C’est à Beslé sur Vilaine, petite bourgade de moins de 600 habitants aux confins de la Loire Atlantique et de l’Ille et Vilaine, que le collectif nord organisait le premier grand rendez-vous départemental de la campagne Bové. Les organisateurs avaient eux-mêmes fixé à 200 le seuil minimum de réussite de cet après-midi débat. Pari gagné puis qu’ils étaient plus de 300 à suivre l’intervention de François Dufour, syndicaliste paysan comme José Bové et porte-parole national de la campagne.
Soulignant d’emblée que « José Bové avait accepté de porter son nom sur un bulletin, mais qu’il n’était pas le chef de file », François Dufour a souligné la volonté de « démystifier d’où vient le mal, cette dictature des marchés », pour « une majorité de gauche qui refuse le libéralisme et défende les services publics ».
« Il faut battre Sarkozy »
Pourfendant « l’arrogance de Sarkozy et de sa bande vis à vis des gens qui souffrent», François Dufour a estimé qu’une victoire du candidat de l’UMP « serait un recul énorme pour la démocratie en France ». Appelant de ses vœux « l’organisation de débats contradictoires entre les candidats », et rappelant que pour lui « la droite et la gauche ce n’est pas la même chose », le syndicaliste paysan n’a pourtant pas non plus mâché ses mots face à « la gauche qui a failli, une social-démocratie libérale qui accompagne un système qui détruit ».

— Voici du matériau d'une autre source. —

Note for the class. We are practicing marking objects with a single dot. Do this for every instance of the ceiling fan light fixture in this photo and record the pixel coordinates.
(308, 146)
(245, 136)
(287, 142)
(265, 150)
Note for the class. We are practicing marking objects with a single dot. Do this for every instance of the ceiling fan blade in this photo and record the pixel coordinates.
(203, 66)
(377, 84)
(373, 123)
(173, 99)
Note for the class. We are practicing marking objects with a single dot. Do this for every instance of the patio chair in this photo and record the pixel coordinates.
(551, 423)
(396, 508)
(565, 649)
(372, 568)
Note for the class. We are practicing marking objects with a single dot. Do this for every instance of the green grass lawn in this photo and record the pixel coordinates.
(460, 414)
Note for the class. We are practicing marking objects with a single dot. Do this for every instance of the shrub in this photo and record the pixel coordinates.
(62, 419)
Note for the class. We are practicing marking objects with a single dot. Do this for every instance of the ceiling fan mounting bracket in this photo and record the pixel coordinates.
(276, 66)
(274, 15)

« Tout devient marchandise »
Situant à 1995 et les premières manifestations contre l’OMC, qu’il a co-organisé avec José Bové, l’émergence du mouvement altermondialiste, François Dufour a indiqué que « L’Europe que l’on construit est la courroie de transmission de l’OMC, pour déréguler et « marchandiser » protection sociale et service public ».
« Un gâchis énorme »
Interrogé sur la division des candidats antilibéraux, François Dufour n’a pas hésité à parler d’un « énorme gâchis ». « On aurait préféré être tous ensemble » a-t-il poursuivi, « on aurait eu une toute autre dynamique. Le système économique qui nous broie se félicite de nos carences et de nos divisions ».

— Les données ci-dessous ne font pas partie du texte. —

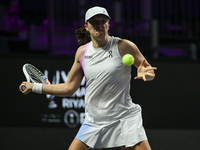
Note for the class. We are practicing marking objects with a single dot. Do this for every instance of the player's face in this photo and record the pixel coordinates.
(98, 26)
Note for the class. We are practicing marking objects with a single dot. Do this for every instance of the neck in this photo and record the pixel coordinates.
(99, 43)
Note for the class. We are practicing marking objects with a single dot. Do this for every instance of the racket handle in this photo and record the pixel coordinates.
(23, 87)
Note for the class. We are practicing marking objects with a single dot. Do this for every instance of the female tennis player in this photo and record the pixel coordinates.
(112, 119)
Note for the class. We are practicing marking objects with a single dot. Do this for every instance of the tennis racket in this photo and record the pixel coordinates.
(33, 75)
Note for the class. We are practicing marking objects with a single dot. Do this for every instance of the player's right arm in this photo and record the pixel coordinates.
(64, 89)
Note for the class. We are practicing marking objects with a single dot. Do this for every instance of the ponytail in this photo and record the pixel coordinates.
(82, 36)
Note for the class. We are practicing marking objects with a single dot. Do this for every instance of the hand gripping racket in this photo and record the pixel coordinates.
(33, 75)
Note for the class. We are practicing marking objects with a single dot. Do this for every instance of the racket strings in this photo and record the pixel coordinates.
(35, 74)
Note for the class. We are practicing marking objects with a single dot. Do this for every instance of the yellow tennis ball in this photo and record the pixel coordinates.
(128, 59)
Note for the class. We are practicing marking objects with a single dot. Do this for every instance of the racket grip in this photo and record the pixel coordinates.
(23, 87)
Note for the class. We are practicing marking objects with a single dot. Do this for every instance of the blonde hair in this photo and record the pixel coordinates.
(82, 36)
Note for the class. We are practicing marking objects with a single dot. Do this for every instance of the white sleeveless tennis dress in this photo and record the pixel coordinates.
(111, 119)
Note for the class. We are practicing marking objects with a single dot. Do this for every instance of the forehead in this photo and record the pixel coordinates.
(99, 17)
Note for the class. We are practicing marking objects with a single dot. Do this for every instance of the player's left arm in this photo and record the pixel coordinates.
(144, 70)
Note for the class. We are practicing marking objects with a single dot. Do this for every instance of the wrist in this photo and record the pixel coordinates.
(37, 88)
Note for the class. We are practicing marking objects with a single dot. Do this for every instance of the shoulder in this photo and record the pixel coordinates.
(79, 53)
(126, 46)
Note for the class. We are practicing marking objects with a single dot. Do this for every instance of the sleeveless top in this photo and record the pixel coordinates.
(107, 97)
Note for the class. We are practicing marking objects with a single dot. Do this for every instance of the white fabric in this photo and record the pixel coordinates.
(123, 132)
(111, 119)
(37, 88)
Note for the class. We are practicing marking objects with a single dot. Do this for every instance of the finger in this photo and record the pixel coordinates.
(142, 63)
(138, 77)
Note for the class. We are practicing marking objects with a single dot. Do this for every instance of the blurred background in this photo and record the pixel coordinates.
(42, 32)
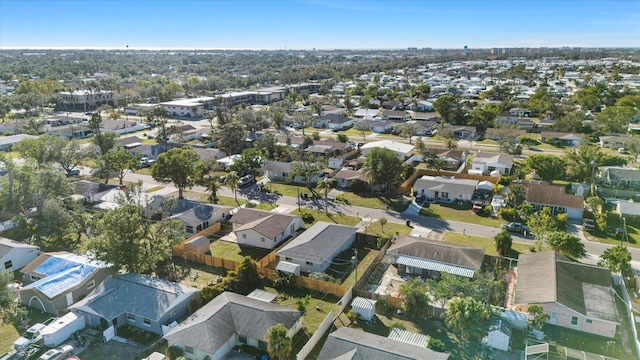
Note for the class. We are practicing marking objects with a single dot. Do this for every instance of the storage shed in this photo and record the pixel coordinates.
(364, 307)
(499, 336)
(198, 244)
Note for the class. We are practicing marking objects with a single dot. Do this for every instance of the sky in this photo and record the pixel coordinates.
(319, 24)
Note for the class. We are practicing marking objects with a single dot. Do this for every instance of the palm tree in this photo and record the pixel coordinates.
(231, 181)
(325, 185)
(278, 342)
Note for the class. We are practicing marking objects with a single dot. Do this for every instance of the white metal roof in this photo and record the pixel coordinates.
(435, 266)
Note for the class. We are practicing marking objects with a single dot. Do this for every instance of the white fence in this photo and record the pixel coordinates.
(324, 327)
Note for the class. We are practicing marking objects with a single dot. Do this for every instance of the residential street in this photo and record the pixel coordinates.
(594, 249)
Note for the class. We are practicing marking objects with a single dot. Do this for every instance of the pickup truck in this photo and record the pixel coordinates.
(515, 227)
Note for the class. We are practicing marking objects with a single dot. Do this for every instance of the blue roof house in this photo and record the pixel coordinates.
(55, 281)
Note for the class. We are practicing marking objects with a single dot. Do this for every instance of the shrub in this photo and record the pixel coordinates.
(508, 214)
(307, 218)
(436, 345)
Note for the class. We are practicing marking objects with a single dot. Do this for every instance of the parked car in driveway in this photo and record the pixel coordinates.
(515, 227)
(58, 353)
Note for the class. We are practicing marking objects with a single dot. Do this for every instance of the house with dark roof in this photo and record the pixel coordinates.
(555, 198)
(314, 249)
(55, 281)
(429, 258)
(197, 216)
(445, 189)
(16, 255)
(486, 163)
(353, 344)
(574, 295)
(141, 301)
(264, 229)
(230, 320)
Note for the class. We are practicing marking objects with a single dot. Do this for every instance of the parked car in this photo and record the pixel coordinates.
(58, 353)
(246, 180)
(515, 227)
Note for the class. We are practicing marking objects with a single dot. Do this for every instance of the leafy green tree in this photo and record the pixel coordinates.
(516, 195)
(503, 242)
(251, 160)
(463, 315)
(416, 301)
(363, 127)
(547, 167)
(537, 317)
(617, 259)
(176, 166)
(245, 278)
(231, 181)
(129, 239)
(383, 166)
(566, 244)
(120, 162)
(231, 138)
(445, 106)
(278, 342)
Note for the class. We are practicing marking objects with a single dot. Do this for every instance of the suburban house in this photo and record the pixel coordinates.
(314, 249)
(620, 177)
(366, 114)
(348, 343)
(345, 177)
(428, 258)
(125, 300)
(16, 255)
(404, 151)
(395, 115)
(54, 281)
(445, 188)
(8, 141)
(334, 122)
(486, 163)
(282, 171)
(561, 138)
(452, 158)
(628, 209)
(230, 320)
(575, 295)
(554, 197)
(380, 126)
(264, 229)
(464, 132)
(197, 216)
(613, 141)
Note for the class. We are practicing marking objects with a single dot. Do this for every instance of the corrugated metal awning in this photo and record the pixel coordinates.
(435, 266)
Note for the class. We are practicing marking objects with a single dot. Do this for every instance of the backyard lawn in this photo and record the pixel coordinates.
(485, 243)
(331, 217)
(232, 251)
(459, 213)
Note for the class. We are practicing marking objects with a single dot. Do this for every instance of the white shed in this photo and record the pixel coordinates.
(198, 244)
(499, 336)
(364, 307)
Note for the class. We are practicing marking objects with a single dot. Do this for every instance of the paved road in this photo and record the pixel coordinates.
(594, 249)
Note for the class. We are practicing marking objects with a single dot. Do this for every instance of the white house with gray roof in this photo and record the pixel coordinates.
(446, 189)
(230, 320)
(354, 344)
(315, 248)
(140, 301)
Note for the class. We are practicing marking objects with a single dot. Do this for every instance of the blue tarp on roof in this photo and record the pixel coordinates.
(63, 273)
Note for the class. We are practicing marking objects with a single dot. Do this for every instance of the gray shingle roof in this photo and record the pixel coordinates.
(135, 294)
(439, 251)
(318, 243)
(548, 277)
(216, 322)
(347, 343)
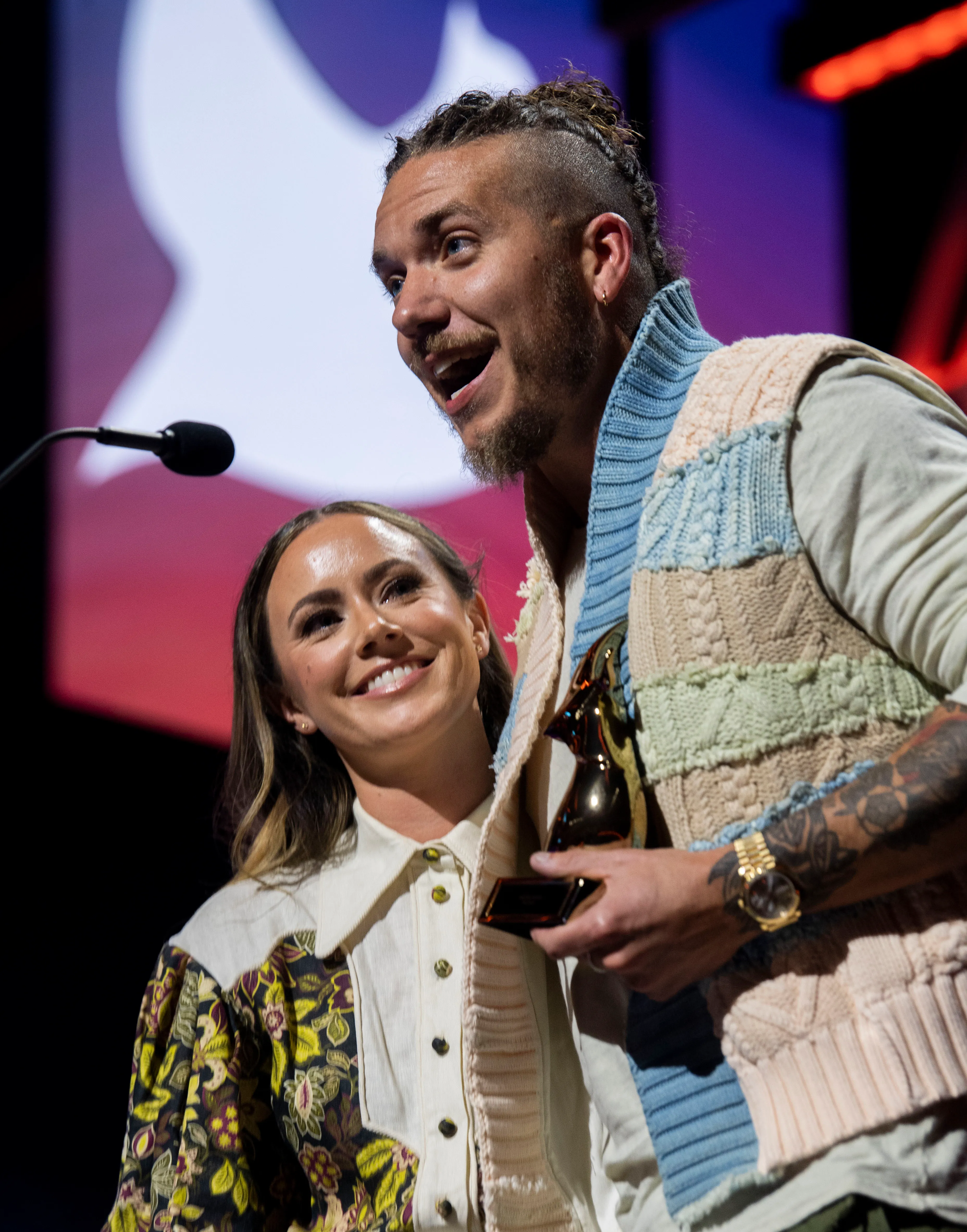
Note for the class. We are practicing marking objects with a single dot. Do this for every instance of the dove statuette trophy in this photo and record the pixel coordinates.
(604, 805)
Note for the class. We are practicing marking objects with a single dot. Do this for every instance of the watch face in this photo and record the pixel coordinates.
(772, 896)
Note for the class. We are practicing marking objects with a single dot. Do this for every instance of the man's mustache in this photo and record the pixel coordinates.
(447, 343)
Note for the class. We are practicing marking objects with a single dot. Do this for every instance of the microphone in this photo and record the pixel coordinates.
(185, 448)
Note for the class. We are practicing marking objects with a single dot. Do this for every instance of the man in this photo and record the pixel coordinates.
(783, 524)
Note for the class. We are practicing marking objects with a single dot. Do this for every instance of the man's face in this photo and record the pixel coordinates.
(491, 312)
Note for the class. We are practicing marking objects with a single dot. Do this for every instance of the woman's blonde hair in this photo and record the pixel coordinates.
(288, 798)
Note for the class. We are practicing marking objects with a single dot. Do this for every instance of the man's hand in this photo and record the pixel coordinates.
(657, 923)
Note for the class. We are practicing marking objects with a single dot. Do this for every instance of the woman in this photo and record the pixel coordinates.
(299, 1059)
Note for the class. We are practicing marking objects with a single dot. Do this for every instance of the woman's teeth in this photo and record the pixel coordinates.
(388, 677)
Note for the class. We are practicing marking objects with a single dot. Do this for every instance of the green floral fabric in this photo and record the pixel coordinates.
(244, 1109)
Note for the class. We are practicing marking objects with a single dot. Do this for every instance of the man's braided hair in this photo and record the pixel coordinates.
(574, 104)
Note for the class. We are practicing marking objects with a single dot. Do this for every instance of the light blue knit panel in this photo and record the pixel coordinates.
(727, 507)
(646, 399)
(697, 1113)
(507, 732)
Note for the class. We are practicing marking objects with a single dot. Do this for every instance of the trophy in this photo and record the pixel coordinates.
(604, 806)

« L’individualisme a repris le pouvoir »
Commentant l’échec de son syndicat aux récentes élections aux Chambres d’agriculture, l’ancien porte-parole national de la Confédération Paysanne, - comme José Bové – y voit un retour de « l’individualisme », alors même que les conditions d’existence se détériorent en milieu rural : « les cassures dans la société c’est aussi dans les campagnes ».
Parlant de « l’insoutenable fracture entre les plus en plus riches et les plus en plus pauvres», François Dufour a conclu son intervention, devant un public conquis, en dénonçant « la spéculation actuelle sur les maisons » en milieu rural, « la restriction des terres » au profit de l’implantation de « logistique commerciale », égratignant au passage le projet d’aéroport de Notre Dame des Landes, mettant en péril « la souveraineté alimentaire et privilégiant « la logique d’une agriculture industrielle », rappelant au passage qu’aujourd’hui « aucune assurance au monde n’accepte d’assurer contre les conséquences des OGM ».
Prochain grand rendez-vous des partisans de Bové, avec le candidat lui même et plusieurs des porte-parole nationaux, le 29 mars prochain à Nantes, du moins si d’ici là l’obstacle des 500 parrainages est franchi. « On en est à un peu plus de 400 aujourd’hui » a indiqué François Dufour.
Bravo pour la mobilisation!
En espérant que le p'tit José et son équipe réunisse les signatures manquantes.